San Antonio? Funny town. Feels a bit like Disneyland, complete with an alcoholic version of the Jungle Cruise. And then there is that "Alamo" thing in the middle of town. Everyone says it is smaller in real life, and so I was expecting it to be small. But really, it is tiny. But as they say, it's not how big your metaphor for Texan liberty is, it's how you use it.
My paper went very well, the panel even better. Our two papers went together very nicely, I thought, giving a glimpse of the beginning and the end of identity politics. We were missing our third panelist, but it did mean that we had actual time for discussion afterwards, which was nice.
SAM is, as I said earlier, a lovely group of people, and the conferences are a ton of fun. I wonder sometimes what will happen to it in the future. It used to be that to research American music made you something of a dissident in musicology. That's no longer true, now that (most of) the big programs are turning out Americanists in droves. If one of the best places to study American music is Harvard...well, it means being an Americanist is something very different.
Similarly, going to SAM always reminds me that it's not exactly ideologically neutral to study the music of the most powerful country in the world, and I wish more of us would acknowledge that fact. And perhaps also acknowledge that our work has often been sustained by the state itself. Oscar Sonneck, after all, worked for the Library of Congress. And many of the pioneering scholars of American music had explicit ties to the government. A few conferences back there was a big tribute to the pioneering Americanist Gilbert Chase.
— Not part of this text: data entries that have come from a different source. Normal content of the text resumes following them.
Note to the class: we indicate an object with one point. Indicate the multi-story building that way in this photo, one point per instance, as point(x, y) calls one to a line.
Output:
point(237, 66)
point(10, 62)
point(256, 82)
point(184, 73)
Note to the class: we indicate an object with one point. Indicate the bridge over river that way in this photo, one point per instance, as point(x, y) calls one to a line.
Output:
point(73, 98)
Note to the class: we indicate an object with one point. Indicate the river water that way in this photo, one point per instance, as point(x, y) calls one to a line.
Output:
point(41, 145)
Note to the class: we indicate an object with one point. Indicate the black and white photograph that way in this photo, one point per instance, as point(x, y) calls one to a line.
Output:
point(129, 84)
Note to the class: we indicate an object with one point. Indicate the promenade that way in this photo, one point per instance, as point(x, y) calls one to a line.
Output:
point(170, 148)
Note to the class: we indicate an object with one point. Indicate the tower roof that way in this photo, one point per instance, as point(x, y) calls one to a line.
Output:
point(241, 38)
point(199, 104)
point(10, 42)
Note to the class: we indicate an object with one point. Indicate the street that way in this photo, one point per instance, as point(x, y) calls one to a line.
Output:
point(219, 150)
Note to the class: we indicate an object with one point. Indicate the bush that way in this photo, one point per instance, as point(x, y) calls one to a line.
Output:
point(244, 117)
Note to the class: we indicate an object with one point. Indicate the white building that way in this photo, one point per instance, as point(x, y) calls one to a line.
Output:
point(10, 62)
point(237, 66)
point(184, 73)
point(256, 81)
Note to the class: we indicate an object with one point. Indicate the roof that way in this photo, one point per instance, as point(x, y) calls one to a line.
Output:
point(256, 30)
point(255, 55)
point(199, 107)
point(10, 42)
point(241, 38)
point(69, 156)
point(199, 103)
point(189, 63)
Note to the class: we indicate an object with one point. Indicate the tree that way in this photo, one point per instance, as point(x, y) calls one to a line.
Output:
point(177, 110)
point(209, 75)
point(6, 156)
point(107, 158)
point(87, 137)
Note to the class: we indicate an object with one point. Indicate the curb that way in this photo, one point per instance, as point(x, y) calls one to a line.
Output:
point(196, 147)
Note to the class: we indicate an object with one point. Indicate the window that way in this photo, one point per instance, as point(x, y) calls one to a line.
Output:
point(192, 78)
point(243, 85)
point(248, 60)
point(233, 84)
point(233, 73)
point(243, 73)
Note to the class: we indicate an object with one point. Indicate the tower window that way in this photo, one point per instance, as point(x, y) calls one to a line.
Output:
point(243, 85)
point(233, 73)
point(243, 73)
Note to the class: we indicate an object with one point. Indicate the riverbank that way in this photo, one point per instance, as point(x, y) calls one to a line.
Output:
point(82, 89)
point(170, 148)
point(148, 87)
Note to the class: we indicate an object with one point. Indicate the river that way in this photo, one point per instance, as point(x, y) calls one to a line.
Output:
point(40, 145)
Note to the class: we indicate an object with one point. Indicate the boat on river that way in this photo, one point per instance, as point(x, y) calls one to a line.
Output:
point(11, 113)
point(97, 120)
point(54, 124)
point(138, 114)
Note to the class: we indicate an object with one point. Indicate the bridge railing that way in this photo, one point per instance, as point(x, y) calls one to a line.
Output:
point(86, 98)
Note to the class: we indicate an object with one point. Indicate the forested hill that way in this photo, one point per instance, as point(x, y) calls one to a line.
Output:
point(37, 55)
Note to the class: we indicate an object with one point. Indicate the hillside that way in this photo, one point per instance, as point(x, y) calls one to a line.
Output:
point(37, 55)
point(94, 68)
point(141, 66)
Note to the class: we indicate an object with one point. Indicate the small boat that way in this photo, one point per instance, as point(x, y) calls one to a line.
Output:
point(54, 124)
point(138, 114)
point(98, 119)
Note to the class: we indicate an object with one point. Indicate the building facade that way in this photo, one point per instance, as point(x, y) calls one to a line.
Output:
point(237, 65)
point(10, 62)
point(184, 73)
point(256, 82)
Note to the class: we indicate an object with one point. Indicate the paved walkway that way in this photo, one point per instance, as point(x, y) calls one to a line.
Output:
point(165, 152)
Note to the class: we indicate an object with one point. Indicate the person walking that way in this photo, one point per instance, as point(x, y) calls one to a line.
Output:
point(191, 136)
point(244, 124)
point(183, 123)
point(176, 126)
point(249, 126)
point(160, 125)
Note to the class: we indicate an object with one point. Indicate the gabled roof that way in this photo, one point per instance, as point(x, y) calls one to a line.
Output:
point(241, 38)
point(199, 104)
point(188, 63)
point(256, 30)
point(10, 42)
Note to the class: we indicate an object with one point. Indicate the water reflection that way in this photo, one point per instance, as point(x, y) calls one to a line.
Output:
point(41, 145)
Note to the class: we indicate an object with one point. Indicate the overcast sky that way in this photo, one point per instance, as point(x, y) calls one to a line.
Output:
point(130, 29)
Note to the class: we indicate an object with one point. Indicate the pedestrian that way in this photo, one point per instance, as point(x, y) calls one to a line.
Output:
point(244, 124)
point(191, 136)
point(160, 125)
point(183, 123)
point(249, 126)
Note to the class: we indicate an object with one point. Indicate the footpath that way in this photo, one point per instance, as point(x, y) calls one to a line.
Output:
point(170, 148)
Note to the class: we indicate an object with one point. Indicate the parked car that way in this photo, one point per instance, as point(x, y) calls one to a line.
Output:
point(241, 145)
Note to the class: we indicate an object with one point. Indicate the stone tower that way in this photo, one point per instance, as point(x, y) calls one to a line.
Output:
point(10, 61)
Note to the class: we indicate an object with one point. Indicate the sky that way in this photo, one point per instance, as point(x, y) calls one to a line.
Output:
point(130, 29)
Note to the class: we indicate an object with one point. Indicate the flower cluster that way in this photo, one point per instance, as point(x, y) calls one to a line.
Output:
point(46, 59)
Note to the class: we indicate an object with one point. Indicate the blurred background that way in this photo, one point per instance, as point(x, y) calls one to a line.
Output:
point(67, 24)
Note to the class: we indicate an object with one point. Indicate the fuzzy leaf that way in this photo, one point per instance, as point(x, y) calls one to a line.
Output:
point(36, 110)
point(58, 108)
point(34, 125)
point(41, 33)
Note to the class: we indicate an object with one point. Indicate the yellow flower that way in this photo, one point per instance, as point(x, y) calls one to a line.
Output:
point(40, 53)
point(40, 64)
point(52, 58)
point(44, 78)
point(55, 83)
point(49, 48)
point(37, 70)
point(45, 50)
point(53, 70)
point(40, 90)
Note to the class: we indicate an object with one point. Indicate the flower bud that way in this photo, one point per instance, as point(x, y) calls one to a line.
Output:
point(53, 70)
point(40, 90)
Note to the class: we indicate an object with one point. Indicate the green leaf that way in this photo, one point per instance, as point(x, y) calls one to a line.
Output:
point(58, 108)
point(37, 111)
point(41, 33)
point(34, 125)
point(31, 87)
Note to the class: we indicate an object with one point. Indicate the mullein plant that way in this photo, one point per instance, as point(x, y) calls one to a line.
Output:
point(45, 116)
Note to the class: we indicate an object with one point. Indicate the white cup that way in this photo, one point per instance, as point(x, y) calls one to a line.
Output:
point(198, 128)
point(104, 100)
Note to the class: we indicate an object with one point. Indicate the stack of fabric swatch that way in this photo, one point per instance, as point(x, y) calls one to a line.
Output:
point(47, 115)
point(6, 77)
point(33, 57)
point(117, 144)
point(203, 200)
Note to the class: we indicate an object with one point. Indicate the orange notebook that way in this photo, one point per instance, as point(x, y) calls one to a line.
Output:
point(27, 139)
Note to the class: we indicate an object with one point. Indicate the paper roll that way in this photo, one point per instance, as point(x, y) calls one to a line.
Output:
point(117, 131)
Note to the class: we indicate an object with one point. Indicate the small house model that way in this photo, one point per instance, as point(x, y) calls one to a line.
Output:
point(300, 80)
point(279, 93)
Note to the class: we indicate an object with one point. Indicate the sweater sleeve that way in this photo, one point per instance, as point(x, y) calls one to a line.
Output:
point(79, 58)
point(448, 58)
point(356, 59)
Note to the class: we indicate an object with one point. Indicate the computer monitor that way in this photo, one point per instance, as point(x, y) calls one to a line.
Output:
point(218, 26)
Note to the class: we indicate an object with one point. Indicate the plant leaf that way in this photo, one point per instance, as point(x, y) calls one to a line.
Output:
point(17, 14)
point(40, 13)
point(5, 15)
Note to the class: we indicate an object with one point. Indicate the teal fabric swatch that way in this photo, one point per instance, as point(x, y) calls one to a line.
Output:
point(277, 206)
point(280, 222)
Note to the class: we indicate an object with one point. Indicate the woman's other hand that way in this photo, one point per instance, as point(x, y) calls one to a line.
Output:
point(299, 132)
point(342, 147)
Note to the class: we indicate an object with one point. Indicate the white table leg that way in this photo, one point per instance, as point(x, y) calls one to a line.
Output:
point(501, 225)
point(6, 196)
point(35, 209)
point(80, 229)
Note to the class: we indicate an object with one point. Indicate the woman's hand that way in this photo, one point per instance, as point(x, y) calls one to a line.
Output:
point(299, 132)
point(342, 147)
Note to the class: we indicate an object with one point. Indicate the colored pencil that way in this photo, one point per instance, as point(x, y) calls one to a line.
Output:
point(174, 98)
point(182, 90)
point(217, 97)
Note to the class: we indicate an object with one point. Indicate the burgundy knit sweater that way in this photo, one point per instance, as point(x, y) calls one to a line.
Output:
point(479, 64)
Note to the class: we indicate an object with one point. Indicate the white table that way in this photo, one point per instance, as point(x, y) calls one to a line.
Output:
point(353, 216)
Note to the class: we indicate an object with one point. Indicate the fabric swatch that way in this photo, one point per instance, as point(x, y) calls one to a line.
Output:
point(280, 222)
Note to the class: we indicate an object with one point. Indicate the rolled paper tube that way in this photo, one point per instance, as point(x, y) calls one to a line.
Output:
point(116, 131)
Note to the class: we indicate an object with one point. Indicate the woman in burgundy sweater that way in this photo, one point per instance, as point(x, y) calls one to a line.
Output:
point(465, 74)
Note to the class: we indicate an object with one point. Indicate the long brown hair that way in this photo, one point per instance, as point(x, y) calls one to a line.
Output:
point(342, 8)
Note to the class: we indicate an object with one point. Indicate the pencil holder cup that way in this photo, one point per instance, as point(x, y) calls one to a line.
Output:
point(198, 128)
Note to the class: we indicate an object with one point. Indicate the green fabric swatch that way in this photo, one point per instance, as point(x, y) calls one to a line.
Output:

At one point, almost in passing, someone mentioned that just as he was writing America's Music from the Pilgrims to the Present, he was also a longtime employee of the State Department in the 1950s. People working in the discipline of American Studies have been much more successful than we have, I think, in acknowledging what it means to be an "Americanist" in a time where that is a rather fraught political identity in the world. I know SAM as an organization has been trying to promote more transnational work, and to expand our scope to include all of the Americas. But so far, I don't think it's quite caught on. And even beyond expanding scope, there's a lot more self-reflexivity that could be occurring. Just my two cents, and not original cents at that. I fully admit I'm still trying to figure it out in my own work.